A día de hoy se desconocen cuestiones fundamentales para el sector, como el modelo de gestión de las ayudas -estatal o a través de las comunidades autónomas-, su retroactividad, el reparto territorial de los fondos, la posible introducción de criterios vinculados a la huella de carbono y el impacto de dichos criterios en fabricantes, modelos y tecnologías disponibles.

“La falta de claridad en estos aspectos está generando un efecto de espera que afecta a fabricantes, distribuidores, operadores de renting, empresas de servicios y usuarios finales”, leemos en la nota.

La asociación constata, además, una insuficiente coordinación entre los distintos ministerios con competencias en movilidad eléctrica, “lo que dificulta un abordaje integral de los retos del sector”. Advierte también que la falta de concreción y continuidad en las políticas de apoyo pone en riesgo el cumplimiento de los objetivos establecidos por el Gobierno en el PNIEC, que fija en 5,5 millones los vehículos eléctricos en circulación en 2030.

“Sin un marco regulatorio estable, previsible y coordinado, el ritmo de adopción necesario para alcanzar este objetivo se verá seriamente comprometido”, explicita.

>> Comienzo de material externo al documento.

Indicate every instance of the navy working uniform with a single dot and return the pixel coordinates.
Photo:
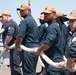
(29, 32)
(42, 30)
(65, 31)
(72, 48)
(4, 33)
(53, 38)
(15, 55)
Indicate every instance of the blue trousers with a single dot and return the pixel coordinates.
(15, 60)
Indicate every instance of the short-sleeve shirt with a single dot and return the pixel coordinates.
(29, 32)
(72, 49)
(53, 38)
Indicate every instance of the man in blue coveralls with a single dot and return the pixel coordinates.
(65, 31)
(28, 36)
(72, 49)
(42, 27)
(52, 41)
(11, 35)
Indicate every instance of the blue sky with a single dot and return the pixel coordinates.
(37, 6)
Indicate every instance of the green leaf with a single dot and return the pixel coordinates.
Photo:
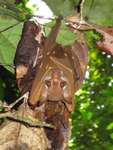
(99, 11)
(1, 89)
(62, 7)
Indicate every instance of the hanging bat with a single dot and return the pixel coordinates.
(28, 55)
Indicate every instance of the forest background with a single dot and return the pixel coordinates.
(92, 121)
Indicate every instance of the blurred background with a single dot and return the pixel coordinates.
(92, 121)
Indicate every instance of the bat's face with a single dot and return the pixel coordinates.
(56, 87)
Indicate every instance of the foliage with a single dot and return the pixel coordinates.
(92, 123)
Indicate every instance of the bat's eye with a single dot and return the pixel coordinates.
(48, 83)
(62, 84)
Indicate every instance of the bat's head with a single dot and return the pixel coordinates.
(56, 87)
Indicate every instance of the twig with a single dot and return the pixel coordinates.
(81, 10)
(9, 107)
(10, 27)
(9, 65)
(29, 121)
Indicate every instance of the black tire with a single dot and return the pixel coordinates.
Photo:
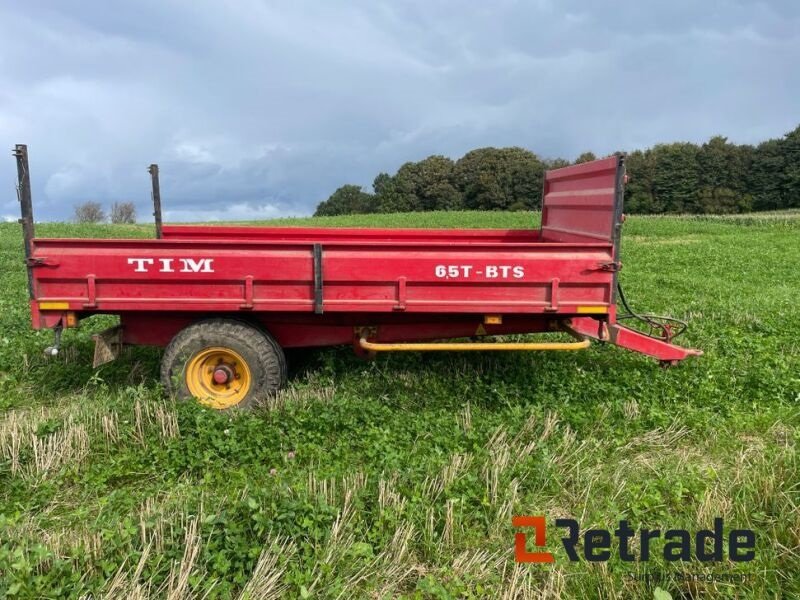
(263, 356)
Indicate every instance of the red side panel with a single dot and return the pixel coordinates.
(583, 203)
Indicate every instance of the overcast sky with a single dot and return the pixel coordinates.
(261, 109)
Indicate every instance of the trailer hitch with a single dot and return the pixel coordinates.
(659, 327)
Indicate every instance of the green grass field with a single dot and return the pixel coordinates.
(399, 477)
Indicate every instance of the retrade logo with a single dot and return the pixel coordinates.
(706, 545)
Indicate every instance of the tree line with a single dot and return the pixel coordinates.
(715, 177)
(92, 212)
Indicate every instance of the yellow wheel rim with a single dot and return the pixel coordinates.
(218, 377)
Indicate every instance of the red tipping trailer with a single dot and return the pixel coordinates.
(226, 300)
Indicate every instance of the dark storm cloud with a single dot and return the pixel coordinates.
(256, 109)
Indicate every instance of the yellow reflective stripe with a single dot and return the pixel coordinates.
(592, 310)
(53, 305)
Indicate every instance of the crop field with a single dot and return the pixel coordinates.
(399, 477)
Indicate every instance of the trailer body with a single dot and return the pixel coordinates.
(311, 287)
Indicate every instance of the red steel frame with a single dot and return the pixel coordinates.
(317, 287)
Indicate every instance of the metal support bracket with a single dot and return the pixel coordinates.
(318, 308)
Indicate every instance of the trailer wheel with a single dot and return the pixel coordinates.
(223, 363)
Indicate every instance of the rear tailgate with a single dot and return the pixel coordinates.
(583, 203)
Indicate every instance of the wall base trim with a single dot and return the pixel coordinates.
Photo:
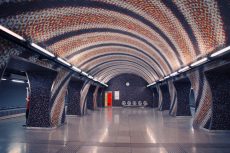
(215, 131)
(12, 116)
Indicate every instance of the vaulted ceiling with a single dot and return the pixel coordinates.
(149, 38)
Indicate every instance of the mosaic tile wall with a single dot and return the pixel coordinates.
(165, 104)
(182, 103)
(40, 86)
(74, 89)
(219, 82)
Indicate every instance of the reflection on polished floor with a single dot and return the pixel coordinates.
(117, 130)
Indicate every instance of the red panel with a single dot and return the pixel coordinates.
(110, 98)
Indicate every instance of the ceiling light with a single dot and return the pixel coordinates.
(76, 69)
(91, 77)
(104, 84)
(174, 74)
(166, 77)
(63, 61)
(85, 74)
(11, 33)
(184, 69)
(18, 81)
(42, 50)
(151, 84)
(220, 51)
(203, 60)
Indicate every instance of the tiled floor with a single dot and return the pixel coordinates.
(117, 130)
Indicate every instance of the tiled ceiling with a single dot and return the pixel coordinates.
(149, 38)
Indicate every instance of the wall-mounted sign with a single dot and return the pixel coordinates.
(116, 95)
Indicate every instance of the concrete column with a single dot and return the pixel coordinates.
(40, 84)
(219, 82)
(90, 96)
(73, 98)
(165, 104)
(181, 105)
(155, 97)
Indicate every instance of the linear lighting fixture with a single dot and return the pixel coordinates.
(42, 50)
(11, 33)
(220, 52)
(76, 69)
(18, 81)
(151, 84)
(104, 84)
(63, 61)
(91, 77)
(166, 77)
(203, 60)
(184, 69)
(85, 74)
(174, 74)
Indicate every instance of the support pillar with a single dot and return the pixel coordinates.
(73, 99)
(40, 84)
(90, 96)
(155, 97)
(181, 105)
(165, 104)
(219, 82)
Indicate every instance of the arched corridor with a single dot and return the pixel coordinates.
(114, 76)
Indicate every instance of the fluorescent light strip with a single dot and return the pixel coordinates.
(76, 69)
(166, 77)
(184, 69)
(151, 84)
(203, 60)
(42, 50)
(174, 74)
(63, 61)
(220, 52)
(91, 77)
(85, 74)
(18, 81)
(11, 33)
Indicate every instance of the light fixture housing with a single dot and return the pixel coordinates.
(18, 81)
(151, 84)
(42, 50)
(184, 69)
(199, 62)
(91, 77)
(222, 51)
(11, 33)
(76, 69)
(174, 74)
(84, 73)
(63, 61)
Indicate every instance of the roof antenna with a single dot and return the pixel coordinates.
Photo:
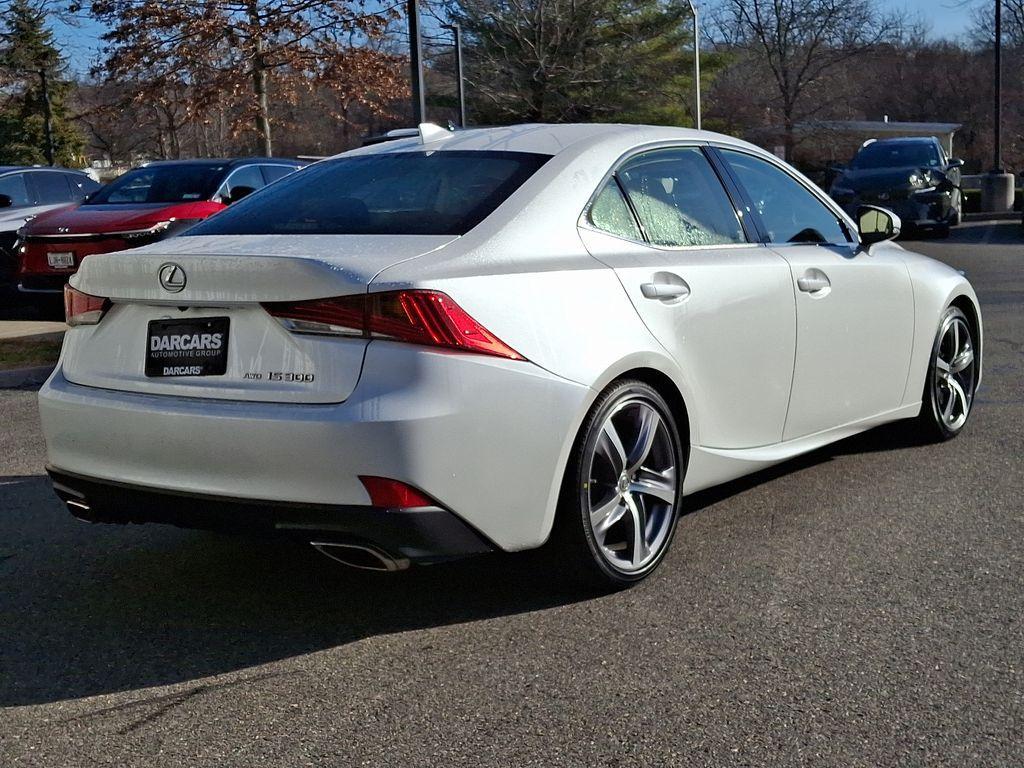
(432, 132)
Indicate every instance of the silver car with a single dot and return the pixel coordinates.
(498, 339)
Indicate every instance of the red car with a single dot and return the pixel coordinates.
(142, 206)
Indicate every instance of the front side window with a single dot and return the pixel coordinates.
(790, 211)
(273, 172)
(248, 175)
(409, 193)
(51, 187)
(610, 213)
(680, 200)
(185, 182)
(13, 186)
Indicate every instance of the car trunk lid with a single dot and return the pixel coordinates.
(216, 285)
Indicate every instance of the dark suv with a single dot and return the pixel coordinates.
(912, 177)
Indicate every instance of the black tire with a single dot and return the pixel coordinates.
(933, 422)
(573, 546)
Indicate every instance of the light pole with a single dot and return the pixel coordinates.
(416, 62)
(696, 64)
(457, 31)
(997, 166)
(997, 185)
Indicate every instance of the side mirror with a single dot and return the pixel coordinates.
(238, 193)
(877, 224)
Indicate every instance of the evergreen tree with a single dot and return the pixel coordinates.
(35, 126)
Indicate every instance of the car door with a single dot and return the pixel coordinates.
(721, 305)
(854, 305)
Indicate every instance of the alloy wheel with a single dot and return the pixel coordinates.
(633, 485)
(953, 381)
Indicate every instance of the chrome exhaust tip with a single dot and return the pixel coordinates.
(360, 556)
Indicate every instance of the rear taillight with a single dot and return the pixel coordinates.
(83, 309)
(428, 317)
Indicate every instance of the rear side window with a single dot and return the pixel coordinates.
(610, 213)
(417, 193)
(13, 186)
(51, 187)
(81, 185)
(680, 200)
(185, 182)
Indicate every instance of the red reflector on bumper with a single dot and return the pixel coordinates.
(393, 495)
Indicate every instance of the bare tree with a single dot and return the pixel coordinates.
(257, 55)
(801, 44)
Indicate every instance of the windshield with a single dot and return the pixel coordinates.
(415, 193)
(162, 183)
(881, 155)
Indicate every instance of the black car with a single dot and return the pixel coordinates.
(912, 177)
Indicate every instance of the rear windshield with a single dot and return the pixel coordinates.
(428, 193)
(896, 156)
(162, 183)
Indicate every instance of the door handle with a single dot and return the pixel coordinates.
(813, 282)
(666, 291)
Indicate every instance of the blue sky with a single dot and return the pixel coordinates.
(946, 18)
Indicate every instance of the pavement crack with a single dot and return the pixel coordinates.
(170, 701)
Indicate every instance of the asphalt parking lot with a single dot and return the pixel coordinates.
(861, 606)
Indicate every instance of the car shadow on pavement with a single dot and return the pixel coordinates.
(90, 609)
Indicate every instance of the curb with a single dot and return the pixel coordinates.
(1008, 216)
(25, 378)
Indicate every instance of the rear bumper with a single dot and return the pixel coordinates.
(488, 438)
(424, 535)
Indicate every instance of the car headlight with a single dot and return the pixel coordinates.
(922, 182)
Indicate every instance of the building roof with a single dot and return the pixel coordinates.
(882, 126)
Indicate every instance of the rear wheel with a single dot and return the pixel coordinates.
(951, 378)
(622, 493)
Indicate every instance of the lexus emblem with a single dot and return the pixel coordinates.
(172, 278)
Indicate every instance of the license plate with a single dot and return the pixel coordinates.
(61, 259)
(186, 347)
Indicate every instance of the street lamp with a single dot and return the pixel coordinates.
(997, 185)
(696, 64)
(457, 31)
(416, 62)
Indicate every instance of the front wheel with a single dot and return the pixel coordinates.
(623, 488)
(951, 378)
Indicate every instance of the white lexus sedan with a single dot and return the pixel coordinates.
(497, 339)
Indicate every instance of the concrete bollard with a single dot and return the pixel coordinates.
(996, 193)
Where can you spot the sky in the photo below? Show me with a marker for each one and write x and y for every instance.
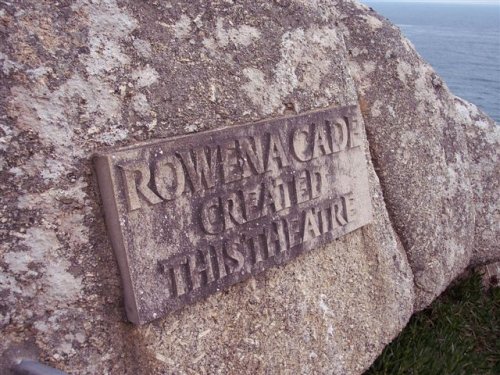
(497, 2)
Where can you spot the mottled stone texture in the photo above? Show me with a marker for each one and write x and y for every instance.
(436, 155)
(78, 76)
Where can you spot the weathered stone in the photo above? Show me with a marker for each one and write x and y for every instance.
(436, 155)
(82, 76)
(192, 215)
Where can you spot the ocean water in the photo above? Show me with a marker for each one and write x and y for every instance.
(460, 41)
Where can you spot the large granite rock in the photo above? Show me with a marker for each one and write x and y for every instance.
(83, 75)
(436, 155)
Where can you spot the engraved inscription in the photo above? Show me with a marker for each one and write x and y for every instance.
(193, 215)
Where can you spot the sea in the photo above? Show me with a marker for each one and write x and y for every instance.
(461, 42)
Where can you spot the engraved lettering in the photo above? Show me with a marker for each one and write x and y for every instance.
(251, 154)
(200, 267)
(300, 143)
(233, 213)
(321, 144)
(169, 177)
(235, 256)
(276, 157)
(211, 216)
(338, 134)
(234, 202)
(200, 167)
(231, 165)
(311, 229)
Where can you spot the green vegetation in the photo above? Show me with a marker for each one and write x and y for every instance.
(458, 334)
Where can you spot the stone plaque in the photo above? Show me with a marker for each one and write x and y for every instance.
(192, 215)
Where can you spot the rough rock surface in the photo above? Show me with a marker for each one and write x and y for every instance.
(436, 155)
(82, 75)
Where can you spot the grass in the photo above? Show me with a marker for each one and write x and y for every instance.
(458, 334)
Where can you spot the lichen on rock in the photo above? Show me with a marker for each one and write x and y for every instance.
(83, 75)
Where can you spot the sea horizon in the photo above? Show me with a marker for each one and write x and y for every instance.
(459, 39)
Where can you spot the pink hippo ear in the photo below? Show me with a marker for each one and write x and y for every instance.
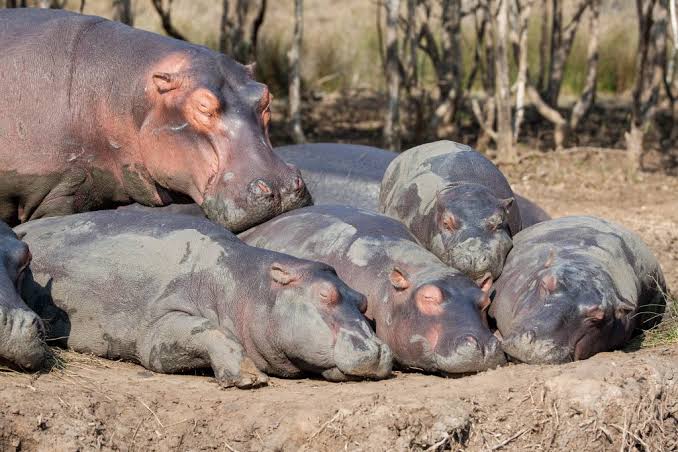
(507, 203)
(202, 109)
(547, 285)
(399, 280)
(165, 81)
(449, 221)
(594, 314)
(282, 275)
(429, 300)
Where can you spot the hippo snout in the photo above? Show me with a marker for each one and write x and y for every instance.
(471, 355)
(361, 356)
(22, 335)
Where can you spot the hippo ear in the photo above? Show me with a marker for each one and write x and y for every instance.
(203, 109)
(398, 279)
(282, 275)
(507, 203)
(165, 81)
(251, 69)
(547, 285)
(449, 221)
(429, 300)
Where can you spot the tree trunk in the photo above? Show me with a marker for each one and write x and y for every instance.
(122, 12)
(505, 149)
(588, 95)
(392, 120)
(523, 14)
(294, 59)
(449, 74)
(650, 62)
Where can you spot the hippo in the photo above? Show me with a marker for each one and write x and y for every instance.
(22, 332)
(456, 203)
(530, 212)
(95, 114)
(573, 287)
(351, 174)
(336, 173)
(430, 315)
(175, 293)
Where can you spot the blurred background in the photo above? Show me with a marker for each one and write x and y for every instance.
(508, 77)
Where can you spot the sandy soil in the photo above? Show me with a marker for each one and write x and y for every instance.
(614, 401)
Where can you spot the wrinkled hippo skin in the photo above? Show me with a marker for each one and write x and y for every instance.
(573, 287)
(21, 330)
(430, 315)
(456, 203)
(95, 114)
(175, 293)
(337, 173)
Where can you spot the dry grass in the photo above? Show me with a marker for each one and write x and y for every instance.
(341, 48)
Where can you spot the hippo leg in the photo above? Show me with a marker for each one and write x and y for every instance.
(179, 341)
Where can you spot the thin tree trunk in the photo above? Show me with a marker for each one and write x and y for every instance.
(652, 36)
(543, 46)
(122, 11)
(392, 120)
(505, 149)
(523, 22)
(588, 95)
(166, 19)
(294, 59)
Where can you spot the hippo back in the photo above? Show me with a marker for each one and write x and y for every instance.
(340, 173)
(423, 171)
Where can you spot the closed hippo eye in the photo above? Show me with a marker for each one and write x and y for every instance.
(429, 300)
(329, 294)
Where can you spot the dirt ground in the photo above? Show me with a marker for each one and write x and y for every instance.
(613, 401)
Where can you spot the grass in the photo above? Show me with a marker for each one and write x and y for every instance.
(341, 49)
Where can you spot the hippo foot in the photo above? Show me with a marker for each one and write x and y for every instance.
(249, 378)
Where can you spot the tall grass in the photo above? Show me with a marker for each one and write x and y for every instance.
(341, 49)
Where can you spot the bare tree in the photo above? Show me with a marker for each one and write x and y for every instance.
(505, 148)
(122, 11)
(241, 21)
(392, 120)
(650, 62)
(294, 58)
(165, 14)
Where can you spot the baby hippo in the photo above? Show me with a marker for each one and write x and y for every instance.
(456, 203)
(431, 315)
(573, 287)
(175, 293)
(21, 331)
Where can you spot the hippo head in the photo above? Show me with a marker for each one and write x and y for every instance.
(564, 312)
(439, 324)
(317, 326)
(206, 136)
(470, 230)
(21, 331)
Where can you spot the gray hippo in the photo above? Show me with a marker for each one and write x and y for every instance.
(351, 174)
(431, 316)
(95, 114)
(456, 203)
(175, 293)
(21, 330)
(573, 287)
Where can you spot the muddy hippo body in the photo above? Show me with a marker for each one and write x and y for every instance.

Mensajes en la dirección equivocada

Aedive también muestra su inquietud ante determinados anuncios y posicionamientos recientes de la Dirección General de Tráfico (DGT), dependiente del Ministerio del Interior. Se refiere, por un lado, a la restricción del uso de carriles Bus-VAO para vehículos eléctricos con un solo ocupante y, por otro, a las palabras de Pere Navarro acerca de un modelo urbano en el que no se contemple el vehículo particular, incluso siendo eléctrico.

“Estos mensajes generan confusión entre los usuarios y resultan contradictorios con las políticas nacionales de impulso a la electrificación del parque móvil”, se señala.

A juicio de la asociación, las iniciativas públicas y los acuerdos con empresas privadas deben desarrollarse dentro de un ecosistema “amplio, abierto y plural de servicios de movilidad”, que incluya movilidad compartida, plataformas digitales de gestión, renting y nuevos modelos de uso, así como soluciones integradas de movilidad eléctrica.

La entidad defiende que la colaboración público-privada tiene que apoyarse en criterios de neutralidad, competencia y participación del conjunto del sector. Además, reitera su compromiso con la descarbonización, la innovación y el desarrollo industrial y tecnológico de la movilidad eléctrica en España, y hace un llamamiento a las administraciones públicas para “restaurar la confianza del mercado, aportar certidumbre normativa y acelerar la puesta en marcha de las medidas anunciadas”.

Los datos puntuales de matriculaciones no pueden ocultar una realidad que preocupa al sector, subraya finalmente, porque “sin estabilidad y coherencia, la transición hacia la movilidad eléctrica corre el riesgo de perder impulso y, con ello, dañar a la industria, la competitividad y el empleo, además del refuerzo de un modelo energético basado en fuentes renovables, en un entorno geopolítico complejo que reclama autonomía” estratégica en la compra de combustibles fósiles, pero que exige el incremento de la demanda, ligada al crecimiento de matriculaciones de vehículos eléctricos.